Wait, it’s pretty? I thought it was ugly. I’ve always hated this couch, haven’t I?
Who cares.
I feel light and floaty and only dimly aware of my problems. They’re there, somewhere, in the shadows, but I’m so fine, and I need to be fine, so I accept it and don’t complain.
I feel myself smile—literally. I bring my fingers to my face and feel my skin stretching. Then I laugh, because… I’m not sure, actually.

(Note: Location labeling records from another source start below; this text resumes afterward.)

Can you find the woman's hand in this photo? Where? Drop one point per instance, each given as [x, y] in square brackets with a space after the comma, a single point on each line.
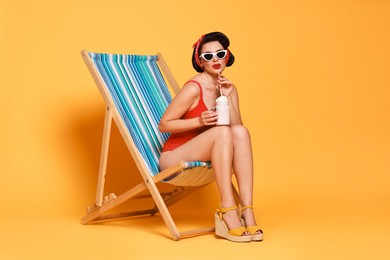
[226, 86]
[208, 118]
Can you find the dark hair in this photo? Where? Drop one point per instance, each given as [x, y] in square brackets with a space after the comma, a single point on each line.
[212, 37]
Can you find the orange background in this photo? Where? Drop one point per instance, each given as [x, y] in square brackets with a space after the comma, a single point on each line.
[314, 84]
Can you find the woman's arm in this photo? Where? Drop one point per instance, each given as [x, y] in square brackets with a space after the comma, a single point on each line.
[184, 101]
[229, 90]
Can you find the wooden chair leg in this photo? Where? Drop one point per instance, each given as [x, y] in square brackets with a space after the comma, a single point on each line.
[104, 157]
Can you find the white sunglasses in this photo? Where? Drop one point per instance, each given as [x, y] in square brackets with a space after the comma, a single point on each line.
[208, 56]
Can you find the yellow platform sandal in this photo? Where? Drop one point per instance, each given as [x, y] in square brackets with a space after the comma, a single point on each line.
[221, 229]
[256, 232]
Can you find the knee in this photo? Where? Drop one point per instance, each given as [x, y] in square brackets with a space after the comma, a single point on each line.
[224, 133]
[240, 132]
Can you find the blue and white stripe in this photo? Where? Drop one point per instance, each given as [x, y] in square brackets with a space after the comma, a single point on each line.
[141, 96]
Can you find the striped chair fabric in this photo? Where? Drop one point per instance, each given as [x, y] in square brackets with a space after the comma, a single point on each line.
[141, 96]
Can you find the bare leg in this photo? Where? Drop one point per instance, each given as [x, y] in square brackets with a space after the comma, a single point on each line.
[215, 144]
[243, 168]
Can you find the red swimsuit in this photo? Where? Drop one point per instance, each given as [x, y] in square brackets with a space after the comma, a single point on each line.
[177, 139]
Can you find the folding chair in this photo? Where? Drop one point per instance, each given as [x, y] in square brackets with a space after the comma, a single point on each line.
[136, 95]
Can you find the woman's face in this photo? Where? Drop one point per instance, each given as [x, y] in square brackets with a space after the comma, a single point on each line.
[214, 65]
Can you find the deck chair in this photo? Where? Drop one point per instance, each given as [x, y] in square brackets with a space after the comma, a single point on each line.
[136, 94]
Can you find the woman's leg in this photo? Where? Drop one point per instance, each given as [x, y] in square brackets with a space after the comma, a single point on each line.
[243, 168]
[215, 144]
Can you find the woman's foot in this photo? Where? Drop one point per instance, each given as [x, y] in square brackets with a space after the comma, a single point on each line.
[231, 231]
[232, 220]
[250, 222]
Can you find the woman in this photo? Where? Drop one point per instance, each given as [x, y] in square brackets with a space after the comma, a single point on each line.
[195, 136]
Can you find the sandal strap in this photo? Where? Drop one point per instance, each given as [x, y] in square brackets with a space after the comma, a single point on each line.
[237, 231]
[222, 211]
[246, 207]
[254, 229]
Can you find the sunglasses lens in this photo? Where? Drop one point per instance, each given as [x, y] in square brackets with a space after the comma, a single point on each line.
[208, 56]
[221, 54]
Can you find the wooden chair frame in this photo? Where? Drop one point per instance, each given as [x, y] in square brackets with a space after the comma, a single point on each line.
[103, 204]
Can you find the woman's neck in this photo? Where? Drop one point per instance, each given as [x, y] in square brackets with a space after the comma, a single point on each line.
[209, 80]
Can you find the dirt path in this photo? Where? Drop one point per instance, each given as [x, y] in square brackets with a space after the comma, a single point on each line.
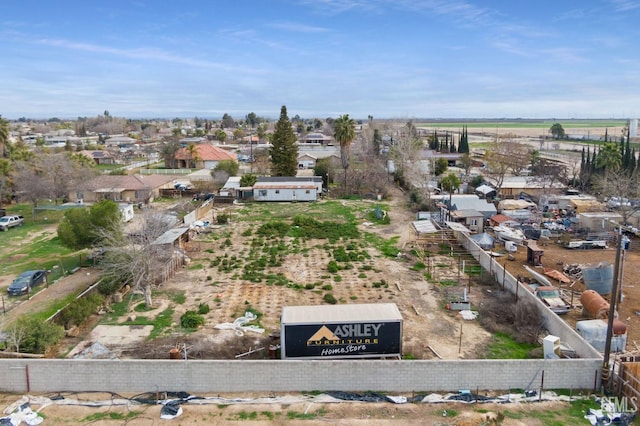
[17, 306]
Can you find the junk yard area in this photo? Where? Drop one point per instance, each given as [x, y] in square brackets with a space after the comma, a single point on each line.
[248, 265]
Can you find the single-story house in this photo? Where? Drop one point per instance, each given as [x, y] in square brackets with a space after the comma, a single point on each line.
[99, 157]
[472, 219]
[121, 141]
[512, 186]
[122, 188]
[318, 139]
[306, 161]
[504, 220]
[599, 221]
[465, 202]
[284, 188]
[206, 156]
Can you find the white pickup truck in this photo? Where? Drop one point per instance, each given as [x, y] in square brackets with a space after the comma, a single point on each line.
[11, 221]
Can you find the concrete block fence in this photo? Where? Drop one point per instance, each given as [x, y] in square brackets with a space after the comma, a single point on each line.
[52, 375]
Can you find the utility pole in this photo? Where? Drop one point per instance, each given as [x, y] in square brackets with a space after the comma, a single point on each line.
[613, 299]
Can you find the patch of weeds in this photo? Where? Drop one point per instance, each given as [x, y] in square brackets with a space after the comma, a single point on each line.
[178, 297]
[111, 415]
[513, 414]
[162, 322]
[330, 299]
[505, 347]
[418, 266]
[268, 414]
[243, 415]
[380, 284]
[294, 415]
[142, 307]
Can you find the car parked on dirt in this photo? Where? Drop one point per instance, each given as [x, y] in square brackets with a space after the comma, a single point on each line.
[11, 221]
[26, 281]
[204, 197]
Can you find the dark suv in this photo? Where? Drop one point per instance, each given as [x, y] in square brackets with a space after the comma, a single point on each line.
[26, 281]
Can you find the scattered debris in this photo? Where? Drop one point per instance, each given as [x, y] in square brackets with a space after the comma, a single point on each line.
[239, 325]
[469, 315]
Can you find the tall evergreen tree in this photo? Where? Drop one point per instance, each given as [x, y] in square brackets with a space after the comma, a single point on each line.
[284, 151]
[463, 146]
[344, 129]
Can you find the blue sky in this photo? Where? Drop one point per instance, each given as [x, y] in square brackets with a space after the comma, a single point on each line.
[321, 58]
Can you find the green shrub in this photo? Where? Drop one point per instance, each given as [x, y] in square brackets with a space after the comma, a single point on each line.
[191, 319]
[333, 267]
[109, 285]
[36, 336]
[80, 309]
[329, 298]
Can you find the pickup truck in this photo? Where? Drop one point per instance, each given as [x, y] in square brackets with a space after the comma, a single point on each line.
[551, 297]
[7, 222]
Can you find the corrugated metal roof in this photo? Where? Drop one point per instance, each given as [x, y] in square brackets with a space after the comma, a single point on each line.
[283, 185]
[328, 314]
[170, 236]
[424, 226]
[458, 227]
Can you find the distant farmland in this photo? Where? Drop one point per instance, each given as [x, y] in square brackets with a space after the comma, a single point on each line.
[522, 124]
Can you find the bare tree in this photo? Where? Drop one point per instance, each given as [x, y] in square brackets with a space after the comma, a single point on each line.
[137, 258]
[31, 182]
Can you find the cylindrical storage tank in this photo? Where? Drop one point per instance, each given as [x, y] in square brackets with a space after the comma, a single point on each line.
[619, 328]
[594, 305]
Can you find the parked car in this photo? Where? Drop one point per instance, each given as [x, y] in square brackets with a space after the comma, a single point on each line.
[26, 281]
[204, 197]
[7, 222]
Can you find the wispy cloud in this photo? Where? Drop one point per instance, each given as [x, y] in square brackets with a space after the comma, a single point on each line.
[624, 5]
[136, 53]
[297, 28]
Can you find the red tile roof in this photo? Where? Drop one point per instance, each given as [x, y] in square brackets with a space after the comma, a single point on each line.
[206, 152]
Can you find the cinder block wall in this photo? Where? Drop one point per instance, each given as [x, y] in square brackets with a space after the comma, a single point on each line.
[299, 375]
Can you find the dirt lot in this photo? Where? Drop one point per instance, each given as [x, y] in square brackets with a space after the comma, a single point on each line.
[292, 409]
[426, 324]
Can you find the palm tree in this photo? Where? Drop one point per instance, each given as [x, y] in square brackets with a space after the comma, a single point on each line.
[194, 156]
[4, 137]
[344, 129]
[610, 158]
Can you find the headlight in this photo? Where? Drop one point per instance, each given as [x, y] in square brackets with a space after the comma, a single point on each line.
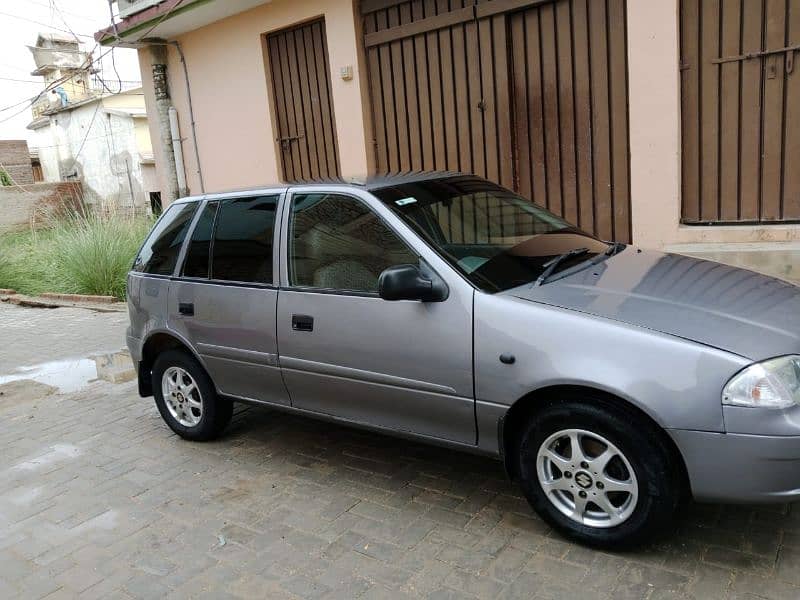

Suddenly, my mother is there. I lean back, looking up at her, and my head falls back against the couch, because wow, my head is heavy!
I feel like I’m supposed to say something to her. Ask her something. What was it?
Oh!
“Paul,” I say, holding an unsteady hand up. “Where’s Paul?”
My mother’s face turns sympathetic and she perches on the edge of the couch. Leaning in, she places a hand on my leg and rubs it, as if to comfort me. “Oh, honey.”
Oh honey? I don’t know, I don’t care. I dip forward with my big, heavy head and look at the floor. Pink carpet. Peachy pink. Not the same color as the pink rose I was tracing, but man, it looks so soft I just want to bury my face in it.
So I do.
I fall to my knees on the floor and flatten myself down in one coily movement. I run my fingers across the carpet the same way I did the couch, and everything is so lovely.